Higher tax revenue is a key demand of Democrats on the panel, but most Republicans on the budget panel say “no way.” Paul Ryan, chairman of the House Budget Committee, and the lead Republican “negotiator” is following tea party instructions and ruling out any tax revenue increase.
Compromise is a dirty word to the tea party-controlled lobbying groups
Clancy, for example, finds it “troubling” that Tom Cole, a Republican House member on the panel, told Bloomberg Television last month he might be open to raising some revenue.
“Mr. Cole’s comments alarmed us because if he were to join with the House Democrats, they would have a majority for tax hikes,” Clancy says.
The disagreement between Democrats and Republicans over taxes is a huge stumbling block to any broader deal and could even stymie a smaller agreement.

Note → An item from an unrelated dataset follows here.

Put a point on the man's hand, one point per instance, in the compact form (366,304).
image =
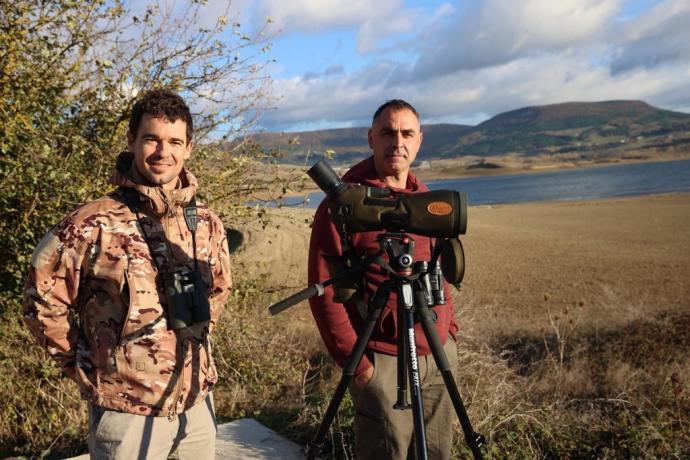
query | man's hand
(360,381)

Democrats wabt to ease the impact of the across-the-board spending cuts that have forced cuts in programs ranging from early childhood education to food-safety inspections to scientific research to the military.
Republicans demand reductions in entitlements such as the Social Security retirement program and the Medicare health program for older Americans. Democrats say they would only support such cuts if they were accompanied by revenue increases.
“Expectations for the committee are extremely low,” says Dan Holler, spokesman for Heritage Action, the political arm of the right-wing Heritage Foundation.
“The grassroots feels they have been cheated and betrayed by Republican leaders ran on promises to cut spending and stop Obamacare but filed to keep those promise. Perhaps they are unwilling to,” Clancy says. “Our expectations are low and pessimistic and that’s why I say for us, no deal is better than a bad deal.”